Once team members fully grasp that some answers can be learned during the iteration, they become much more willing to live with the uncertainty that is needed to practice the overlapping work of concurrent engineering.
This is an iterative and incremental approach to project management: Get a few details from the users about what they need and then build a little of it; build a little and then test what you’ve built.
The goal should be to start the sprint with just enough information that the team can barely finish each product backlog item. Team members should feel that if they had to resolve even one more open issue during the sprint, they could not have finished that product backlog item.
Start Separately But Finish Together
Some people argue that to maintain a holistic point of view, certain activities (e.g., user experience design, database design, and architecture) must happen upfront.
I argue that we should think holistically but work iteratively. One way to do that is to stagger when certain activities start.
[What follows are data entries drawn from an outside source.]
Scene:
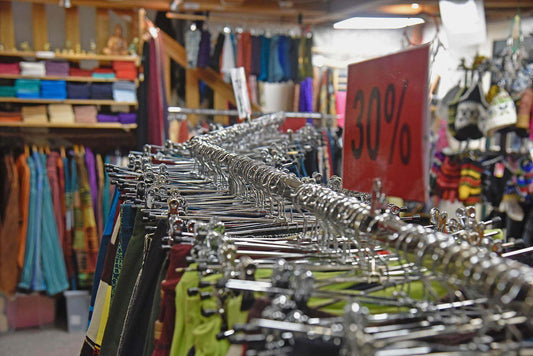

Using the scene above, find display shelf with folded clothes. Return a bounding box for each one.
[0,96,137,106]
[0,121,137,134]
[0,71,138,84]
[0,51,140,63]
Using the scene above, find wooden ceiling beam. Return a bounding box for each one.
[305,0,396,24]
[13,0,170,11]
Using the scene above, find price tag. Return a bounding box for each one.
[230,67,252,120]
[494,162,505,178]
[343,45,429,201]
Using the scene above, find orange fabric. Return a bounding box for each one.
[0,155,19,295]
[0,111,22,122]
[16,154,30,271]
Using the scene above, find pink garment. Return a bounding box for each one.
[335,91,346,128]
[436,120,449,152]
With an agile approach to work, it doesn’t so much matter when each team member starts on a product backlog item. What matters is that they all finish together, or as close to it as practical. In a 10-day iteration, one team member may start coding a user story on day six and another begins creating tests on day eight. Their goal, however, is to finish together on day ten.
I equate this to running a race around a 400-meter track as in the Olympics. Because outside lanes are progressively longer, runners in those lanes begin the race further ahead physically on the track. This ensures that each person runs the same distance and that they finish at the same place, making it possible to judge the winner.
An agile team can think of certain specialists (analysts, graphic designers, product designers) being in the outside tracks in the development process. They need a bit of a head start. (Yes, I know in a real running race everyone starts running at the same time. But the starting line for the outside track is “ahead” of the inside track.)
The analyst needs to identify what’s even being built. And the designer may need to provide wireframes, mockups or similar starting points to the team if the team is to have any chance to build and test the feature within a sprint. So giving them a bit of a head start by having them look ahead towards the work of the next iteration is a good idea.
Note that I said "a bit of a head start." The designer does not work apart from the team or work three sprints ahead. The designer is absolutely on the team and the designer’s primary responsibility is helping the team in any way possible to finish the committed work of the current sprint. They just leave enough capacity to look ahead to the next sprint.
A good product owner does the same thing. A team is in trouble if the product owner is so buried by the work of the current sprint that the product owner arrives at the next sprint planning meeting without having given any thought to what to work on next.
Certain roles on an agile team need to be looking somewhat ahead. They should look ahead only as far as necessary, but some peering forward by product owners, analysts, or designers is helpful.